Differential Equations - Logistic Model
 
I have the equation dP/dt = kP(1 - P/A). It is supposed to describe a logistical situatuon involving the carrying capacity of the system.

k is a constant, and A is the carrying capacity of the system. t is time and P is population as a function of time. P(0) = P0. I solved c (the integration constant) to be:

c = -ln|(P0)/(A - P0)|

I'm trying to solve the equation in terms of t.

In my calculus book, a similar equation is given with an explanation.

dP/dt = 0.1P(1 - P/300)

With an initial condition of P(0) = 50, c is found to be ln(1/5). A = 300 and k = 0.1.

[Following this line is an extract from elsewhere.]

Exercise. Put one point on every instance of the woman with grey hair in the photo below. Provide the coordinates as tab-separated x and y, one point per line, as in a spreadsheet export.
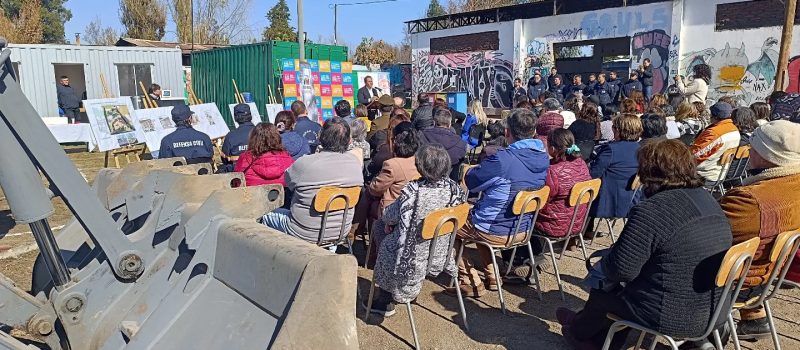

I follow along well up to this point.

After solving for c, the book lists the rearranged equation as:

P(t) = 300/(1 + 5e-0.1t)

I don't understand how they went from one equation to the other, the closest I could come with the general equation was:

P(t) = (Aekt + Q)/(1 + ekt) where Q = (P0)/(A - P0)

Which would coincide with an equation of:

(300e0.1t + .2)/(1 + e0.1t)

Which, when graphed, is not equivalent to the equation given by the book.

Can anyone go over how to solve the general equation? I think I'm missing some crucial point.

Thank you!

tjackson3 Mar8-12 09:11 PM

Re: Differential Equations - Logistic Model
 
This equation is separable - meaning that you can get all of the terms involving P on one side (including dP), all of the terms involving t on the other (including dt), and integrate both sides.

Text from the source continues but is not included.